A physicist from the University of Campinas in Brazil isn't a big fan of the idea that time started with a so-called Big Bang.
Instead, Juliano César Silva Neves imagines a collapse followed by an expansion, one that could even still carry the scars of a previous timeline.
The idea itself isn't new, but Neves has used a fifty-year-old mathematical trick describing black holes to show how our Universe needn't have had such a compact start to existence.
At first glance, our Universe doesn't seem to have a lot in common with black holes. One is expanding space full of clumpy bits; the other is mass pulling at space so hard that even light has no hope of escape.
But at the heart of both lies a concept known as a singularity – a volume of energy so infinitely dense, we can't even begin to explain what's going on inside it.
"There are two kinds of singularity in the Universe," says Neves.
"One is the alleged cosmological singularity, or Big Bang. The other hides behind the event horizon of a black hole."
Taken a step further, some propose the Universe itself formed from a black hole in some other bubble of space-time.
No matter which kind we're talking about, singularities are zones where Einstein's general relativity goes blind and quantum mechanics struggles to take over.
Sci-fi writers might love them, but the impossible nature of singularities makes them a frustrating point of contention among physicists.
The problem is, if we rewind the expanding Universe, we get to a point where all of that mass and energy was concentrated in an infinitely dense point. And if we crunch the numbers on collapsing massive objects, we get the same kind of thing.
Singularities might break physics, but so far we haven't been able to rule them out.
On the other hand, some physicists think there's some wiggle room. Theoretically speaking, not all models of a black hole need a singularity to exist.
"There are no singularities in so-called regular black holes," says Neves.
In 1968, a physicist by the name of James Bardeen came up with a solution to the singularity problem.
He devised a way of mathematically describing black holes that did away with the need for a singularity somewhere beyond its event horizon, calling them 'regular black holes'.

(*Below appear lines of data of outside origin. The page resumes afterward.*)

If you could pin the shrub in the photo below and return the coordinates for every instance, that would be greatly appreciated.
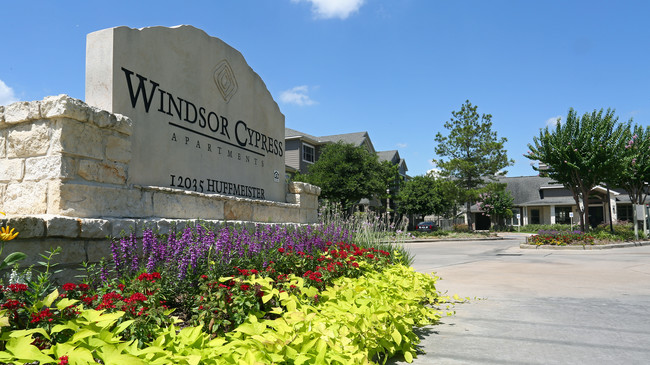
(561, 238)
(356, 320)
(534, 228)
(460, 228)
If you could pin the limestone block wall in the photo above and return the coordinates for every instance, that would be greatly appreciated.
(61, 157)
(64, 181)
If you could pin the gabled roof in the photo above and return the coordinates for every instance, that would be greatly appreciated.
(526, 189)
(292, 133)
(357, 139)
(392, 156)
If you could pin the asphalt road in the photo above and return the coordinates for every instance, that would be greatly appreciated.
(537, 306)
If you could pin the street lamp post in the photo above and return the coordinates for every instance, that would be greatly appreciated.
(387, 206)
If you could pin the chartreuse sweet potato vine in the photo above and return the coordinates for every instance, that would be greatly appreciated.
(354, 321)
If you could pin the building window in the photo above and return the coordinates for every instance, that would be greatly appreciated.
(534, 216)
(308, 153)
(562, 215)
(515, 221)
(625, 213)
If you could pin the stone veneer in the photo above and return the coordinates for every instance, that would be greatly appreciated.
(64, 168)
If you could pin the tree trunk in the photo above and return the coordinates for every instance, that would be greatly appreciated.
(585, 204)
(635, 218)
(469, 216)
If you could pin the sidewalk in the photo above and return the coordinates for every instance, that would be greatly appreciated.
(538, 306)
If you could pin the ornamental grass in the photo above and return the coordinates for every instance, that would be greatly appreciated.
(214, 280)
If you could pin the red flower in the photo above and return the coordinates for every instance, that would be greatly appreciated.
(136, 297)
(12, 304)
(17, 288)
(83, 287)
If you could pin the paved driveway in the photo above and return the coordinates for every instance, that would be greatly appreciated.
(538, 306)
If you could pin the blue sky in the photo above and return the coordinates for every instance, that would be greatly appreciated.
(393, 68)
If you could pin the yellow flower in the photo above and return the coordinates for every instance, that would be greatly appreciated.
(6, 234)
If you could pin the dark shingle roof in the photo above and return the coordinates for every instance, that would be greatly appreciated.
(292, 133)
(356, 139)
(525, 189)
(388, 155)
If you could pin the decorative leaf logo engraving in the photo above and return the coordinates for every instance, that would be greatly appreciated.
(225, 80)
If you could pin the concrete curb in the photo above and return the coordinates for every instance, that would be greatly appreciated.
(585, 247)
(422, 240)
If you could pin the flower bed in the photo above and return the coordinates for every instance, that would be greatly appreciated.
(561, 238)
(278, 294)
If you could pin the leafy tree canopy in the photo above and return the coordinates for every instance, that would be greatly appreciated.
(346, 174)
(496, 202)
(580, 153)
(471, 152)
(423, 195)
(633, 171)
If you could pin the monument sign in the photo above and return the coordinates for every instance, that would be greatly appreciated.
(203, 120)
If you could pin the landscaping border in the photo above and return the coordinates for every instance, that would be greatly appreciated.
(585, 247)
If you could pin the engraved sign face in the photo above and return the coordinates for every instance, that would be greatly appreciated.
(225, 80)
(203, 120)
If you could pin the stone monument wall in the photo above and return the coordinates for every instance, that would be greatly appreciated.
(64, 181)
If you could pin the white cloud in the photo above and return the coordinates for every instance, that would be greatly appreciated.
(552, 122)
(326, 9)
(297, 95)
(6, 94)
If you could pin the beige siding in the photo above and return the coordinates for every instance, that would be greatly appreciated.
(292, 154)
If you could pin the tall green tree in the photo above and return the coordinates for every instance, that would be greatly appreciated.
(346, 174)
(495, 202)
(421, 196)
(471, 153)
(633, 171)
(580, 153)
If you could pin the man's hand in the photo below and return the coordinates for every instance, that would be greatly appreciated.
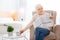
(21, 31)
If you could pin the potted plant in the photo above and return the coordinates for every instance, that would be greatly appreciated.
(10, 30)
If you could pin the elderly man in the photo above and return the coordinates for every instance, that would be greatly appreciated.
(42, 21)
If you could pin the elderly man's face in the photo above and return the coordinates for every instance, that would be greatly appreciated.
(39, 9)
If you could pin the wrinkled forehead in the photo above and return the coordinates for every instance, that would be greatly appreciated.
(39, 7)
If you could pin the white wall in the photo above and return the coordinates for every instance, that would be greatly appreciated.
(8, 5)
(47, 4)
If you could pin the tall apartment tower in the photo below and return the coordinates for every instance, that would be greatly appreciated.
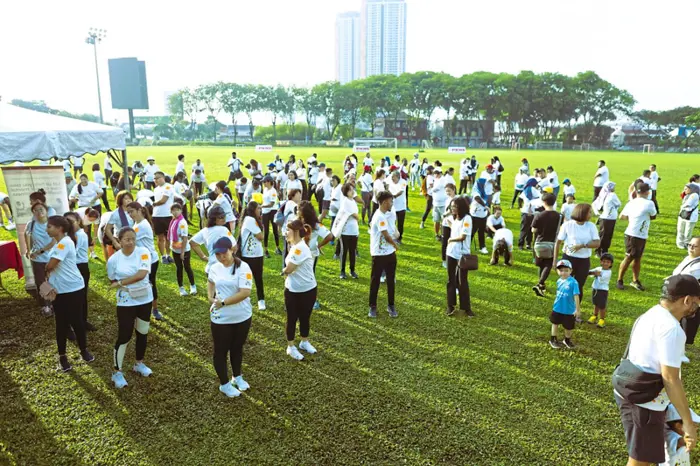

The history and reasoning behind Bardeen's model is, well, super dense; but for a tl;dr version – he assumed that the mass at the heart of a black hole needn't be constant, but could be described using a function that depended on how far from its centre you were.
That means we can dust our hands of any stupid singularities, as mass still behaves as if it has volume. Even as it is still squeezed into a tight space.
Neves suggests we take Bardeen's work even further and apply it to that other annoying singularity – the cosmological variety that preceded the Big Bang.
By assuming the rate of the Universe's expansion depended not just on time, but its scale as well, he showed there was no need for a quantum leap out of a singularity into a dense, voluminous space 13.82 billion years ago.
So what happened instead?
"Eliminating the singularity or Big Bang brings back the bouncing Universe on to the theoretical stage of cosmology," says Neves.
This 'bouncing Universe' is actually a century-old idea that the expanding Universe as we experience it today is space bouncing back outwards after a previous contraction.
Though it's currently somewhat of a fringe concept in cosmology, Neves supports the view that traces of the pre-collapse Universe might have survived the Big Crunch. If so, finding those scars might help validate the hypothesis.
"This image of an eternal succession of universes with alternating expansion and contraction phases was called the cyclical Universe, which derives from bouncing cosmologies," says Neves.
Until we have solid observations, the bouncing Universe model will no doubt stay in the 'nice idea' basket.
Still, anything that solves the singularity problem deserves investigating. Neves's work is just one of a number of possible solutions that swaps around assumptions to eliminate the need for physics-breaking impossibilities.
It's a sticking point we'll need to solve sooner or later.
This research was published in General Relativity and Gravitation.